Tuesday, September 4, 2012

Basic Layout Considerations for Your Blog

The layout of a blog is extremely important, and should be one of the first things to consider, aside from what you are going write for it. (I tend to use similar layouts and themes for specific blogging platforms.) Many blogging platforms allow you to change the appearance and layout of your blog via directly editing the HTML or the use of WYSIWYG editors. The following tips are things you should consider when creating a layout for your new blog.

Use “negative space” to separate your content.

One problem I have noticed on blogs with multiple columns is that the columns are smashed closely together with no room to differentiate the side columns from the main text. This is messy, and often makes the body text difficult to read. Putting space between the columns divides them into sections and makes the content much easier to read. (For an example of this, take a look at your local newspaper. Note that there is a main body of text in the middle with a space separating the blocks of text, and then additional columns. Many websites with written contend follow this format.) You can also sub-divide blocks of text further by using borders and background colors.

Adjust your columns so that images and other content will fit.
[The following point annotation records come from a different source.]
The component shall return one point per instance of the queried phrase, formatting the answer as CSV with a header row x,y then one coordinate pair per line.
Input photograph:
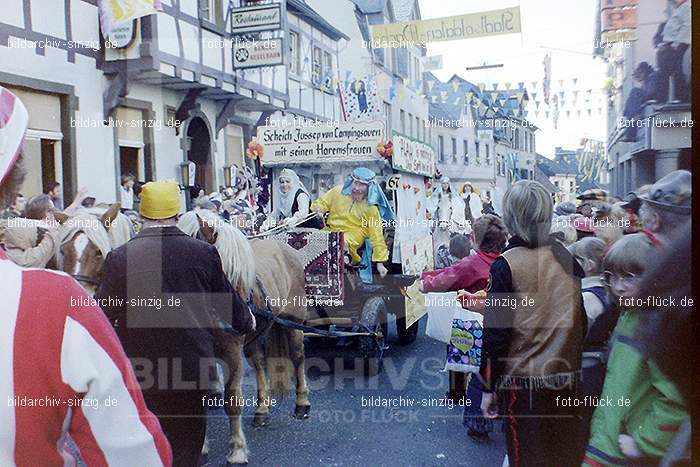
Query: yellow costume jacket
x,y
357,219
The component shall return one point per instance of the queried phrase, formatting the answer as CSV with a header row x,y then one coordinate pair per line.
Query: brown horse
x,y
271,274
87,238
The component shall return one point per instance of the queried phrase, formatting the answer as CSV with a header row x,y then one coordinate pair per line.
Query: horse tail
x,y
280,366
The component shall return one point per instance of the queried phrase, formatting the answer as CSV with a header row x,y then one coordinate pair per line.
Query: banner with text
x,y
413,156
321,142
114,14
485,23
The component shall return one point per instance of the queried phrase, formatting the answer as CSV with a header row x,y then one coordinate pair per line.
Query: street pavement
x,y
341,432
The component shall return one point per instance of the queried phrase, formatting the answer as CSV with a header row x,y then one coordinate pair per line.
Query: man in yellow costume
x,y
359,208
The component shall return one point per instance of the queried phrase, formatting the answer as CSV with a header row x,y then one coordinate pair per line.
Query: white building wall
x,y
94,145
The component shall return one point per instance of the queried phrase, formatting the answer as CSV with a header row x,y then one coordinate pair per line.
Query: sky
x,y
565,28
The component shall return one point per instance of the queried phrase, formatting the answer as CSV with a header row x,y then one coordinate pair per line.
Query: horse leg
x,y
233,400
257,360
296,344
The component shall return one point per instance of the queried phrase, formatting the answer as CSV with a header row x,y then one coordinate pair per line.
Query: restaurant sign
x,y
256,53
256,18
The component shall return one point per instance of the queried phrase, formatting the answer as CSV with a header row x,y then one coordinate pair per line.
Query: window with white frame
x,y
294,52
317,66
416,70
212,11
327,64
387,113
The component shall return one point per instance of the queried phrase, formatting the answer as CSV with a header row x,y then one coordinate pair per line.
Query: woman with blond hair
x,y
534,327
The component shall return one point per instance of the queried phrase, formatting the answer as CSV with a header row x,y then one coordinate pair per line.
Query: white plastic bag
x,y
441,309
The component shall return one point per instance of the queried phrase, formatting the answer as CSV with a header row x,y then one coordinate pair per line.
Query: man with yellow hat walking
x,y
166,291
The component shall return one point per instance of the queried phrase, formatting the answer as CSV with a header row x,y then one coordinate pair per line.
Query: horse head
x,y
234,249
86,244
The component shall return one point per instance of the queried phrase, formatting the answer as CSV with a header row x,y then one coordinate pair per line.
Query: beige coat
x,y
22,245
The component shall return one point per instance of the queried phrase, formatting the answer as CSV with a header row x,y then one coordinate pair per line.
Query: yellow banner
x,y
114,13
485,23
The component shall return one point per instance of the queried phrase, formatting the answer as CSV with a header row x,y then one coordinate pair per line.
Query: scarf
x,y
285,201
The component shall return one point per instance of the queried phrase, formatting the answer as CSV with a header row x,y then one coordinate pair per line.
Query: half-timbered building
x,y
168,94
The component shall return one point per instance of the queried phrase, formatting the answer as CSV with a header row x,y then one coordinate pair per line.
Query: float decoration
x,y
386,149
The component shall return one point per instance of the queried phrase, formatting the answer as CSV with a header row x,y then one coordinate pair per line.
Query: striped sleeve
x,y
117,427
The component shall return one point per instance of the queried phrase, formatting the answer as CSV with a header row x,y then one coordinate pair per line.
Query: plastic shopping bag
x,y
466,341
441,309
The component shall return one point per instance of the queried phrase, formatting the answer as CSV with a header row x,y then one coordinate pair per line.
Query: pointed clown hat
x,y
14,120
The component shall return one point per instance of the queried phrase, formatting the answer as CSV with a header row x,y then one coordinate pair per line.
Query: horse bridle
x,y
87,279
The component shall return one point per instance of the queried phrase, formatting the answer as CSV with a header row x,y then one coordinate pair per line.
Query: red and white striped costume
x,y
60,356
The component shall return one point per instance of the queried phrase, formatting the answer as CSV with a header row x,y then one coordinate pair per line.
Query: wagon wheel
x,y
406,336
371,349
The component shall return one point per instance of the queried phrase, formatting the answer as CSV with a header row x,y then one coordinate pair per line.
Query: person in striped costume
x,y
63,372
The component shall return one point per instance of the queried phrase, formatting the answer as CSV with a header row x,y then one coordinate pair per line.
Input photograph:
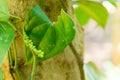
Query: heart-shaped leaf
x,y
47,37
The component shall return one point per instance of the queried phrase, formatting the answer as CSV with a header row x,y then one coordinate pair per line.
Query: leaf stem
x,y
20,32
10,63
34,66
16,63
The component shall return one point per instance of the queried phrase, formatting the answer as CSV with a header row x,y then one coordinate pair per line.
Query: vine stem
x,y
34,66
16,62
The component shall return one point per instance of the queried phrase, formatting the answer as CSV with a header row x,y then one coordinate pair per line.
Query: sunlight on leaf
x,y
1,74
4,12
48,37
6,37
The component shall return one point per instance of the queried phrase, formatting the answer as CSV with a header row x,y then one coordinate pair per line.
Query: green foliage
x,y
90,9
4,13
1,75
45,36
6,37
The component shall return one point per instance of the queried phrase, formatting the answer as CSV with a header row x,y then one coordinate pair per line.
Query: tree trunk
x,y
68,65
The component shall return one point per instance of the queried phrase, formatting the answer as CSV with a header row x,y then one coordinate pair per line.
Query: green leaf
x,y
4,12
91,9
47,37
1,74
6,37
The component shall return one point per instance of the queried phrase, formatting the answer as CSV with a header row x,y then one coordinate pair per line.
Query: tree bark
x,y
67,65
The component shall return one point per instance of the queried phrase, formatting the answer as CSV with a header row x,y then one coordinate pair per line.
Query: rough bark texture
x,y
65,66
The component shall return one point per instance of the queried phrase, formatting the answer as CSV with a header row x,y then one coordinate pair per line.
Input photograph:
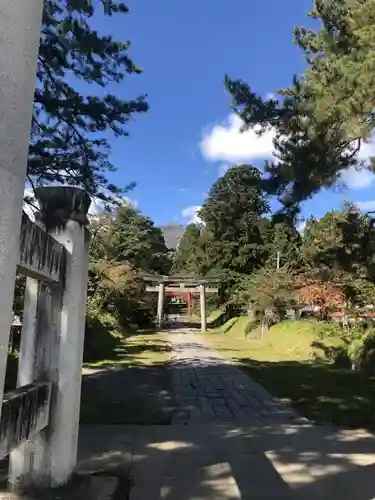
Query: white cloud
x,y
223,168
357,179
191,214
227,143
366,206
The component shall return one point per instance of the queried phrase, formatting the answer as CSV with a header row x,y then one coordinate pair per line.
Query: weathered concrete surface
x,y
20,22
25,412
41,256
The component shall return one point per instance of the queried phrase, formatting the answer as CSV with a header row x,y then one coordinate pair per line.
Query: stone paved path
x,y
209,389
246,445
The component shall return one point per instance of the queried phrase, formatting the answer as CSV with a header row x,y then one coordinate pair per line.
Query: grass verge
x,y
284,364
130,387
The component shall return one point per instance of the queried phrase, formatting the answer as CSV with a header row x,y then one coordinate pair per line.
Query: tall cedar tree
x,y
134,238
233,216
323,118
69,140
189,254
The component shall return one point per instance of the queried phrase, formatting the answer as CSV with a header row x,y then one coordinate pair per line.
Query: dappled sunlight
x,y
235,462
170,445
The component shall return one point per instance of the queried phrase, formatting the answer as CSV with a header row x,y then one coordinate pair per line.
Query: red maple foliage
x,y
325,295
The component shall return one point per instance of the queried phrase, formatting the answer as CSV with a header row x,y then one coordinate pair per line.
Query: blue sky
x,y
179,148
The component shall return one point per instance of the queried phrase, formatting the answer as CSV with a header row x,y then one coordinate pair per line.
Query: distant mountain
x,y
172,234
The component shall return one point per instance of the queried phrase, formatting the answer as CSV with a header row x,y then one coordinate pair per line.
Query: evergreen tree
x,y
135,239
235,227
327,113
189,254
342,241
69,140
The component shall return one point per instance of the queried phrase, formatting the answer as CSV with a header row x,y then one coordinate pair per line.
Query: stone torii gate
x,y
182,285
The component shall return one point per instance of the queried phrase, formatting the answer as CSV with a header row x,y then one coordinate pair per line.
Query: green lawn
x,y
141,348
132,386
284,363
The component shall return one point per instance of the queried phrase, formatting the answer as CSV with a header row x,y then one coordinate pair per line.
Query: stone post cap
x,y
59,204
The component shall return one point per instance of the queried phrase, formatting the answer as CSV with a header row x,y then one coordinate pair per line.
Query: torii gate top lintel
x,y
181,280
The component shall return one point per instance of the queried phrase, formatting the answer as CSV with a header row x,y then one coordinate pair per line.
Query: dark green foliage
x,y
135,239
117,303
342,242
190,253
323,118
69,141
235,227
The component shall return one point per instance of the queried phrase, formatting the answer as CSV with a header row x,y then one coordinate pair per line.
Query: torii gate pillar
x,y
159,319
202,293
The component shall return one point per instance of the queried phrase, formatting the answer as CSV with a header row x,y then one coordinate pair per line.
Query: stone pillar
x,y
20,22
50,458
202,293
159,319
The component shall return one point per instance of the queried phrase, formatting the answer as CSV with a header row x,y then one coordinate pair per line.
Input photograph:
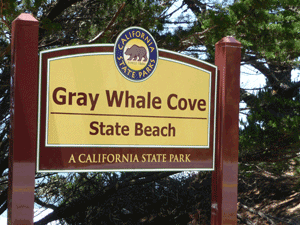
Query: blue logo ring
x,y
136,54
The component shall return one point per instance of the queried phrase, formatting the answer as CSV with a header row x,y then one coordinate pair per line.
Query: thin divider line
x,y
165,117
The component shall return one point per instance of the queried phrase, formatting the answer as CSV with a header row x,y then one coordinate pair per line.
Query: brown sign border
x,y
55,159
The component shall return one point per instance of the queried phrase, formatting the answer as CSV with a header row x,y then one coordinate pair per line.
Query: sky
x,y
249,79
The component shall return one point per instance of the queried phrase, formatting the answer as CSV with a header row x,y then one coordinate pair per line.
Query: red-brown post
x,y
225,176
24,95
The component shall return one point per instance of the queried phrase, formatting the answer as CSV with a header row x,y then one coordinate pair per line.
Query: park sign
x,y
127,106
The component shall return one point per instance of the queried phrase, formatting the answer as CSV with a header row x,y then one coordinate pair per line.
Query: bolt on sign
x,y
127,106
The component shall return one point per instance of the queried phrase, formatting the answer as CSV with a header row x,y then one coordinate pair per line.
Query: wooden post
x,y
23,115
225,176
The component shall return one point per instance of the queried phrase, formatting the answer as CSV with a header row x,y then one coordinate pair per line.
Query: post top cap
x,y
229,40
26,17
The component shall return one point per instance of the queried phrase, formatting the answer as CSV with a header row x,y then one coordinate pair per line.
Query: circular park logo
x,y
136,54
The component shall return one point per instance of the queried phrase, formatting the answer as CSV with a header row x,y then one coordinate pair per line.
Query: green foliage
x,y
269,31
271,136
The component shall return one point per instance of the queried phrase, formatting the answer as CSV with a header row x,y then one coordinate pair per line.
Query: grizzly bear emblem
x,y
135,51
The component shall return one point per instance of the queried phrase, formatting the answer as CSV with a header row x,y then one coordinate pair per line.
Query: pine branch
x,y
100,35
77,205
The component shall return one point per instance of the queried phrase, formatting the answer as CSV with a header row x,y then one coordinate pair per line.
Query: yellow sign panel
x,y
90,104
Another problem I have seen a lot of is images that “jump” outside their column into the body text because the images are too big for the column. If the images you are using in the columns are your own, resize them in Photoshop or some other graphic editing program. (You can just have the image appear smaller using code or your WYSIWYG editor, but this does not actually change how much space the image takes up, and can also cause the image to appear grainy or pixelated.) If the image is an ad, you might still be able to change to size by tinkering with the code, but if that does not work, you should change the size of your columns, or see if you can find an ad that fits the dimensions of your column.

Use readable font.

This would seem to be a “no brainer” tip, but I have seen a lot of sites where the text was in all italics, with non-contrasting colors. Readability is the primary thing you want to think about when creating your blog. Pick a font face that is designed for the web in a size that is easy to read, on a contrasting background. Pair lighter colors with darker contrasting colors for maximum readability. (Do not use light gray on white back grounds or bright red on bright blue. If you are not sure whether something is readable or not have other people check your blog for readability.)   

Some suggested web fonts can be found here. I tend to prefer Arial followed by Georgia. If you are using more than one font face, make sure that they look good together and have a professional appearance. Avoid using “novelty” font faces like Comic Sans.  
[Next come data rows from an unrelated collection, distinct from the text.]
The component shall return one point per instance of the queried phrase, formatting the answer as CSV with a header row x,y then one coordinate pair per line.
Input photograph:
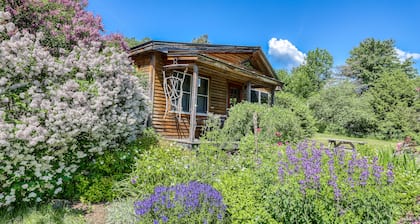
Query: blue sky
x,y
294,27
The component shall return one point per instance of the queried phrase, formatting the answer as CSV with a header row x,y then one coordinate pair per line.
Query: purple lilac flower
x,y
376,170
390,174
193,197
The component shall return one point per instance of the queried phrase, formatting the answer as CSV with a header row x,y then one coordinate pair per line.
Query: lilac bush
x,y
56,112
192,203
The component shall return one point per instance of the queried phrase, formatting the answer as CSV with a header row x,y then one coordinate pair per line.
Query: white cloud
x,y
402,55
285,53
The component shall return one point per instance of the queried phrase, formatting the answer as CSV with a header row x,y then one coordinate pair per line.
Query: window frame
x,y
207,96
259,96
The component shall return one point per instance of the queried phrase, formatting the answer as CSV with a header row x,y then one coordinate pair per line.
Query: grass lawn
x,y
323,138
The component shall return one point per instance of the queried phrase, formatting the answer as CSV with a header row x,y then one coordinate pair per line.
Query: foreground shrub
x,y
59,112
96,181
322,186
184,203
274,125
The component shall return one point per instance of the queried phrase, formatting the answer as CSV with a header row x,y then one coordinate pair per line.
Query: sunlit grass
x,y
323,138
41,214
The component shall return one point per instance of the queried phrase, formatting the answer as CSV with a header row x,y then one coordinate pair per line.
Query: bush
x,y
183,203
338,109
275,125
58,112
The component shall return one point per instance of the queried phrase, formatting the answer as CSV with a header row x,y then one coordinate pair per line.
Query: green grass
x,y
323,138
43,214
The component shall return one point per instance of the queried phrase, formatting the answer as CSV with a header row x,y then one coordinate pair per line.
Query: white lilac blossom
x,y
76,105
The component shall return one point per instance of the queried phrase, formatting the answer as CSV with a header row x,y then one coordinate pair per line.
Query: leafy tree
x,y
372,58
393,100
203,39
339,109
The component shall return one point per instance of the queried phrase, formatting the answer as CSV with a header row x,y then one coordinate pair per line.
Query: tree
x,y
203,39
393,100
372,58
339,109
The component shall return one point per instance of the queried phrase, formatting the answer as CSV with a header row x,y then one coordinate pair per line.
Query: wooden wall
x,y
219,80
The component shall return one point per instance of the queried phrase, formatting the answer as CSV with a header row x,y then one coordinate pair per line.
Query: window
x,y
202,93
259,96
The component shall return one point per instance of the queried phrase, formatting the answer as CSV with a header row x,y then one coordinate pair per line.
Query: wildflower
x,y
364,176
376,170
390,174
193,197
133,181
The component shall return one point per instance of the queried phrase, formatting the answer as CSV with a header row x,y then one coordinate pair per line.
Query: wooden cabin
x,y
187,81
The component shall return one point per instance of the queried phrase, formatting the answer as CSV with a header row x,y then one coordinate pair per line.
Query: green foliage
x,y
243,195
392,98
96,183
275,124
372,58
338,109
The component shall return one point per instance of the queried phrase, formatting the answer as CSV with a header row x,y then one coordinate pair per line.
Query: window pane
x,y
264,97
186,102
201,104
254,96
187,82
203,85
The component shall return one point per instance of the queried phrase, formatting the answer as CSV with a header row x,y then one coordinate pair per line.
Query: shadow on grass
x,y
46,213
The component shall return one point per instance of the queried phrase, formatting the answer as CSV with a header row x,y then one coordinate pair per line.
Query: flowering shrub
x,y
56,112
332,186
184,203
64,22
Become familiar with HTML.

Even if you are using a What You See Is What You Get template designer, you should attempt to become familiar with basic HTML and CSS, even if you are not going to be creating your own code. Becoming familiar with and using HTML will be helpful in the long run, especially if you use Google Adsense or an Affiliate program to monetize your blog. (Knowing where to stick bits of code is often very useful in these cases. So is being able to fix the problems that arise if you put something in the wrong place, or accidentally delete a tag.)

Test your blog or site with multiple browsers.
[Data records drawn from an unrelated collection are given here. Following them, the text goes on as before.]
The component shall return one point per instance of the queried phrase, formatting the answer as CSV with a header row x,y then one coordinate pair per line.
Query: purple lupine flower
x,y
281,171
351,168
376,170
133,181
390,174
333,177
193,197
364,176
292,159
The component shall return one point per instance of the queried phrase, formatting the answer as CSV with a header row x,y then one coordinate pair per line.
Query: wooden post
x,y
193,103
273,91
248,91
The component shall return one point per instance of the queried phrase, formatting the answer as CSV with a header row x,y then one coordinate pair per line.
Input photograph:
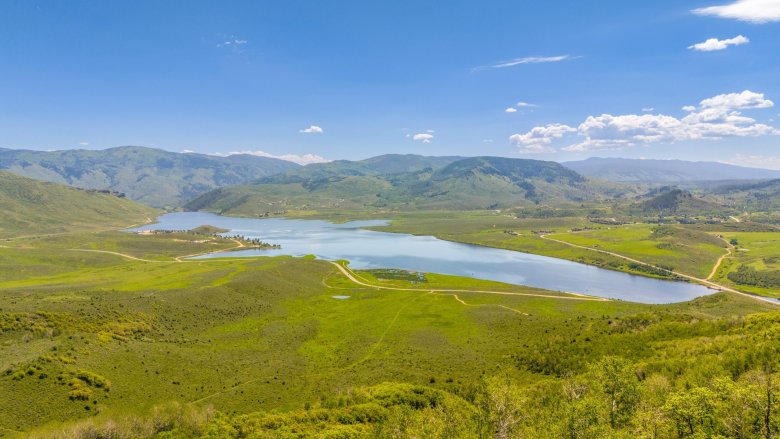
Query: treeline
x,y
611,400
659,375
750,276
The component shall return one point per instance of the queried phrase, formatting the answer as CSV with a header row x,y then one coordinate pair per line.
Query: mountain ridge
x,y
665,171
152,176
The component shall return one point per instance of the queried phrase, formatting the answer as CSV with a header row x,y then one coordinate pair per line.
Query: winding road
x,y
705,282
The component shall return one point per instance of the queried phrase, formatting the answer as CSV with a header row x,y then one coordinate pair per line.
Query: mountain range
x,y
151,176
423,183
34,207
665,171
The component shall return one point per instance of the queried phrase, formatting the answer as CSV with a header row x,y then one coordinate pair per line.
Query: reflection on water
x,y
370,249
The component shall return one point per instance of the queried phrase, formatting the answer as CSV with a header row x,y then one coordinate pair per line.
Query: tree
x,y
692,410
619,385
502,405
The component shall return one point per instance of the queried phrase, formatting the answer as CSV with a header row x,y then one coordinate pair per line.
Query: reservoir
x,y
366,249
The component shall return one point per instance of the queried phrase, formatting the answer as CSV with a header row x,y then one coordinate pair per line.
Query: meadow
x,y
102,337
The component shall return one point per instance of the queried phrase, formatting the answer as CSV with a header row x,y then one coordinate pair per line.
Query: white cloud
x,y
714,118
313,129
716,44
526,60
755,161
754,11
232,42
738,101
424,137
539,138
304,159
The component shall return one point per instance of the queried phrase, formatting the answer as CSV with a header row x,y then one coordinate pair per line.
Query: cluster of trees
x,y
745,275
611,400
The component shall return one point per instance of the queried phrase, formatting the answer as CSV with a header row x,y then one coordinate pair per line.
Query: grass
x,y
32,207
262,333
757,250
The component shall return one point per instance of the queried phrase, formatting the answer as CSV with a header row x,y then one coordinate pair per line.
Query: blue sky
x,y
353,79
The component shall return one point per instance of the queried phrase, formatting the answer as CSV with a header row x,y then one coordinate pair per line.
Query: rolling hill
x,y
673,201
470,183
35,207
665,171
151,176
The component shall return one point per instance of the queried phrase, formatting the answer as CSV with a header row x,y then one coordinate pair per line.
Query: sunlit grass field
x,y
250,334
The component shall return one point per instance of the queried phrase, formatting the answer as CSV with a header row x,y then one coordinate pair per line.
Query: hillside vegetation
x,y
151,176
471,183
99,341
665,171
34,207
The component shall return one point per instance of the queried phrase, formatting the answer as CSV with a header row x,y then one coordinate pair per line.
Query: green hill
x,y
668,171
35,207
152,176
470,183
672,201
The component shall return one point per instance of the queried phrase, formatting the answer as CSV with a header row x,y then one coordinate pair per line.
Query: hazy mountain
x,y
762,196
33,207
673,201
152,176
471,183
665,171
380,165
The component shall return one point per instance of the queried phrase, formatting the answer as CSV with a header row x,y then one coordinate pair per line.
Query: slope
x,y
34,207
636,170
152,176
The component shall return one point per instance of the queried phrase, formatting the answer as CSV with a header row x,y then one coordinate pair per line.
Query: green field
x,y
759,252
101,337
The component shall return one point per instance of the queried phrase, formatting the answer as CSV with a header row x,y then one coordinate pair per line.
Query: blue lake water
x,y
372,249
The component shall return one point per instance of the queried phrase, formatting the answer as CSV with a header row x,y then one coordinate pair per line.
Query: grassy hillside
x,y
33,207
472,183
676,202
152,176
271,352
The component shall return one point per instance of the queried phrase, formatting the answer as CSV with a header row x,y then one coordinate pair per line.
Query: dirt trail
x,y
705,282
351,276
729,251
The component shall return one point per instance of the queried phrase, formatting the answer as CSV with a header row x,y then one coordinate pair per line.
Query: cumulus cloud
x,y
313,129
539,138
423,137
716,44
304,159
754,11
738,101
756,161
714,118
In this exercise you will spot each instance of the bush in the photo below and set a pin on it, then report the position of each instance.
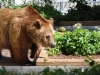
(78, 42)
(92, 13)
(95, 70)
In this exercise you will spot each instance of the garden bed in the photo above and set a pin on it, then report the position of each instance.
(44, 60)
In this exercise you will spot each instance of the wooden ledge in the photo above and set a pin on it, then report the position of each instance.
(43, 60)
(84, 23)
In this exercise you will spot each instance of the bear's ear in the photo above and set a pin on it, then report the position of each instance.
(37, 24)
(51, 21)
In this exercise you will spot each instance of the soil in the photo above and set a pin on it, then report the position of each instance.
(73, 57)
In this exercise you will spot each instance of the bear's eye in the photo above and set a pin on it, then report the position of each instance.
(48, 36)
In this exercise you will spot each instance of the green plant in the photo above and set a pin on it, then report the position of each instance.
(56, 50)
(78, 42)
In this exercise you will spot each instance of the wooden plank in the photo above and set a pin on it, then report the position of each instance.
(45, 61)
(84, 23)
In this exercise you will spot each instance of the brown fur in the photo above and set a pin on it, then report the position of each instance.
(19, 28)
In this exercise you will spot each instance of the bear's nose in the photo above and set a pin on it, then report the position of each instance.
(53, 45)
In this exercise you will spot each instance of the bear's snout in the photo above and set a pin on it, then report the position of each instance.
(53, 45)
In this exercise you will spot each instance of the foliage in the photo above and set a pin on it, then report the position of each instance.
(78, 42)
(93, 70)
(3, 71)
(56, 50)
Different browsers “read” the HTML and CSS of a particular page differently. This means that your blog might look very different in Firefox as opposed to Chrome or Internet Explorer. Always test your page to make sure that the appearance of your blog is consistent across multiple browsers.   

Resources

I am going to recommend two books. The first is Web Style Guide, 3rd Edition by Patrick J. Lynch and Sarah Horton. This was a text book for a web design course I took, and it is pretty much terrific. It is easy to read and extremely useful. Another book I am recommending is Design Fundamentals for New Media by James Gordon Bennett. This is another text book and is geared more toward graphic design than web page building, but a lot of the rules of thumb still apply. Design Fundamentals is a little pricey, but worth the money if you can get it used. If you are interested in learning more HTML (or CSS or Java) Check out the W3Schools website.